O autor convida os fiéis a confiar na posse dos bens futuros, anunciados por Deus, mas invisíveis agora. A nossa caminhada nesta terra está marcada pela finitude, pelas nossas limitações, pelo nosso pecado; mas isso não pode fazer-nos desanimar e desistir: viver de fé é apontar para a vida plena que Deus nos prometeu e caminhar ao seu encontro. É esta esperança que nos anima e que marca a nossa caminhada, sobretudo nos momentos mais difíceis, em que tudo parece desmoronar-se e as coisas deixam de fazer sentido.
Portanto, irmãos, estar vigilantes para quando o Senhor passar, assim como o povo de Deus estava vigilante quando o Senhor passou e tirou do Egito. Ao mesmo tempo, é pela fé que deixamos essa realidade se fazer presente em nosso meio. Mesmo a promessa feita a nosso pai na fé Abraão não se realizou de maneira imediata, só no seu devido tempo.

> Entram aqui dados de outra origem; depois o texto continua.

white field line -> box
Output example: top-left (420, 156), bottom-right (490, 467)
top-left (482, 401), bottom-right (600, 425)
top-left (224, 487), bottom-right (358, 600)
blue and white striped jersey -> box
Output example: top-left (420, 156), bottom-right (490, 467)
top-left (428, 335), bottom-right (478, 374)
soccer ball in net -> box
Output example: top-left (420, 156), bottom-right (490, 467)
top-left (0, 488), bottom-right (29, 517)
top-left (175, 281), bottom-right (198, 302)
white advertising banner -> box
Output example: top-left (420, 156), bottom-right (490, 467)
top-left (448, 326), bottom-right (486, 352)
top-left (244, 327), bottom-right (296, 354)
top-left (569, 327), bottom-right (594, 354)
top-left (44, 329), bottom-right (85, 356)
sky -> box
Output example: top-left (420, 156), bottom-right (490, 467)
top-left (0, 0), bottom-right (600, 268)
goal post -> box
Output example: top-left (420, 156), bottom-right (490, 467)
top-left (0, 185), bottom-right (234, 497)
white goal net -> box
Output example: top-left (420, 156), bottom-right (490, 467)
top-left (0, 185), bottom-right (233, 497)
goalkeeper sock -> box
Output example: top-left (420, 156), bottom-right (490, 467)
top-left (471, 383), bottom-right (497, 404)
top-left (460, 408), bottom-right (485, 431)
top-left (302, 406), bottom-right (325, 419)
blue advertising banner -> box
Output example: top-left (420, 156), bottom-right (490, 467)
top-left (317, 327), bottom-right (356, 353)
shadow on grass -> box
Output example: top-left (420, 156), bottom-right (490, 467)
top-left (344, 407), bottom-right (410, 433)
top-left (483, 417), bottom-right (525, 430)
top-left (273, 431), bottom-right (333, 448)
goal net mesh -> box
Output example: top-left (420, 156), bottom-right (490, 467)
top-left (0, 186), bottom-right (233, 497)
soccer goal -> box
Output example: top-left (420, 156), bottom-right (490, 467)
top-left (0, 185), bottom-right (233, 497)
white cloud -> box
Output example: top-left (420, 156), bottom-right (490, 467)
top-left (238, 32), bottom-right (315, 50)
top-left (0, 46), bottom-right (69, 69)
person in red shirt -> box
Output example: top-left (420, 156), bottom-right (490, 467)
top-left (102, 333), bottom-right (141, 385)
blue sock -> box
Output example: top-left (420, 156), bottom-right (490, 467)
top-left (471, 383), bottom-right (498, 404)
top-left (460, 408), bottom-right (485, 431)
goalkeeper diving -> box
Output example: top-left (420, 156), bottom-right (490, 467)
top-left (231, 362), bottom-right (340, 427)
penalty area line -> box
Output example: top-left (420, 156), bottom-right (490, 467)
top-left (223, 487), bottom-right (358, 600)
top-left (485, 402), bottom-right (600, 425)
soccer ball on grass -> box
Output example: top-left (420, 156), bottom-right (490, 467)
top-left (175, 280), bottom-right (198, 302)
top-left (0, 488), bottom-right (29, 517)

Que escutemos com atenção a palavra de Deus dirigida neste domingo, ao iniciarmos a semana nacional da família, ao rezarmos pelos pais, enquanto pedimos o dom da vigilância e o dom da fé. Não deixemos para amanhã a conversão. Vivamos o hoje, o agora da Graça de Deus, do Cristo que passa, pois o ontem já se foi e não sabemos se o amanhã chegará. Procuremos fazer o bem e ajudar a quem precisa hoje. O salmo responsorial vem nos lembrar exatamente desta realidade: No Senhor nós esperamos confiantes, porque ele é nosso auxílio e proteção! Sobre nós venha, Senhor, a vossa graça, da mesma forma que em vós nós esperamos! Que saibamos fazer a nossa parte enquanto famílias cristãs, trilhando os caminhos do Senhor e, vivendo a fé, esperar aquilo que ainda não vemos.